Over the next week or so, I’ll be putting up three articles arising out of a workshop run by the group Frontline Feminists to which I was honoured to be invited recently. I’m very grateful to all of the women participants who worked through these ideas with me, and without whom these articles wouldn’t have been written.

Needless to say, if I’ve got anything wrong in any of the articles, or in anything that follows here, that’s my own responsibility.

The first article will deal with the dramatic clarification that two recent cases – one English and one Scottish – have made of the law relating to the Equality Act, and in particular to the law relating to women’s single sex spaces. I’ll argue that the combined result of these two cases is that males who are undergoing gender reassignment, and who do not have a Gender Recognition Certificate (GRC), can never have a right to enter such spaces, and that males who do have a GRC may also be lawfully excluded.

The second article will deal with the effect of this on the “trans-inclusive” policy of the Scottish Government (SG) whereby, in order to receive SG funding, women’s single sex services are forced to state that they will include in those services males who are undergoing gender reassignment.

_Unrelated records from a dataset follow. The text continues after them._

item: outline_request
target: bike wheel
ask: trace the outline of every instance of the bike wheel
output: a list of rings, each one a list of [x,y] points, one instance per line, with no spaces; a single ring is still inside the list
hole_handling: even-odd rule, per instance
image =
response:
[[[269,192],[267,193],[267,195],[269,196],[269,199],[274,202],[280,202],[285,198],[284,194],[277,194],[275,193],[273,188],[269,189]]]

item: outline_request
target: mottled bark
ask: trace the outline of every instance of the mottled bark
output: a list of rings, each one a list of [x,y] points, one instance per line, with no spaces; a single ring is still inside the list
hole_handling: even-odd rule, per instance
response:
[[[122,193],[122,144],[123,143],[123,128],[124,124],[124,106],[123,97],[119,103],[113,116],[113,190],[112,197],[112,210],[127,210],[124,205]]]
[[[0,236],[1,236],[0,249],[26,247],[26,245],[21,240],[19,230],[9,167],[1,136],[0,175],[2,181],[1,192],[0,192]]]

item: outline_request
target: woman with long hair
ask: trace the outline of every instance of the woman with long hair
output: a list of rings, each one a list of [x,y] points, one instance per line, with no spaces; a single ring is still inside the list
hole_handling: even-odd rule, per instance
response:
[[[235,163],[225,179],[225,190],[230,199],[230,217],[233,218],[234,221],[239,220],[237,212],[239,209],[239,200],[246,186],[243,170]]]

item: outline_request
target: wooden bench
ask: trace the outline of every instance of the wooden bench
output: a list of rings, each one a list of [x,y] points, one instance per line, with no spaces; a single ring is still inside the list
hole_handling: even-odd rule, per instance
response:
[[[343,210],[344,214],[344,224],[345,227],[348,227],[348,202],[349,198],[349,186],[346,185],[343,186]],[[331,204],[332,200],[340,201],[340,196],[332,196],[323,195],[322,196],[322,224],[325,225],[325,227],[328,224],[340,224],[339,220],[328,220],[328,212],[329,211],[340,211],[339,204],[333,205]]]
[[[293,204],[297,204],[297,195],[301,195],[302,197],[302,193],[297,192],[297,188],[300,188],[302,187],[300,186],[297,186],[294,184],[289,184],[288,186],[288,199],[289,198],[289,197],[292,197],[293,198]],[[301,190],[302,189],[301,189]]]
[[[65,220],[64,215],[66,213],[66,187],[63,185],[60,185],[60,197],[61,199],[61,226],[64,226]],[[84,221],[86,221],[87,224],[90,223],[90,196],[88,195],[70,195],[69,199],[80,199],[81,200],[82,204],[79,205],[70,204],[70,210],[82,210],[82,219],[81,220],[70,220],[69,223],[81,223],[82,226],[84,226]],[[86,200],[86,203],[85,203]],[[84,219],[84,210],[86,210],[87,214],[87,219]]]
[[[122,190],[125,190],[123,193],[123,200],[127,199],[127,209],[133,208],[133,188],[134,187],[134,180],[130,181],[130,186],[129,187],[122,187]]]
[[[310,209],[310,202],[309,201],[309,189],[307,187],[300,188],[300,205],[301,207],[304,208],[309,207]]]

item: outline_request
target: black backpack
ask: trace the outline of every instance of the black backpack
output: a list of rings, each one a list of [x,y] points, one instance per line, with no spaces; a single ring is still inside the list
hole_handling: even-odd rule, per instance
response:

I’ll argue that this policy forces women’s services to discriminate against the very group they were set up to serve – namely, females – and puts these services at risk of losing their single sex exemption under the Equality Act. I’ll also argue that women’s single sex services and individual women affected by the SG’s policies have grounds of action against the SG for this unlawful policy. 

The third article will deal with the further effect of all of this on the SG’s Gender Recognition Reform (Scotland) Bill, currently making its way through the Scottish Parliament. I’ll argue that the drastic changes which the Bill proposes to the requirements for attaining the legal fiction that one has changed sex put the Bill beyond the legislative competence of the Scottish Parliament and will lead inevitably to the Bill being struck down as unlawful by the courts.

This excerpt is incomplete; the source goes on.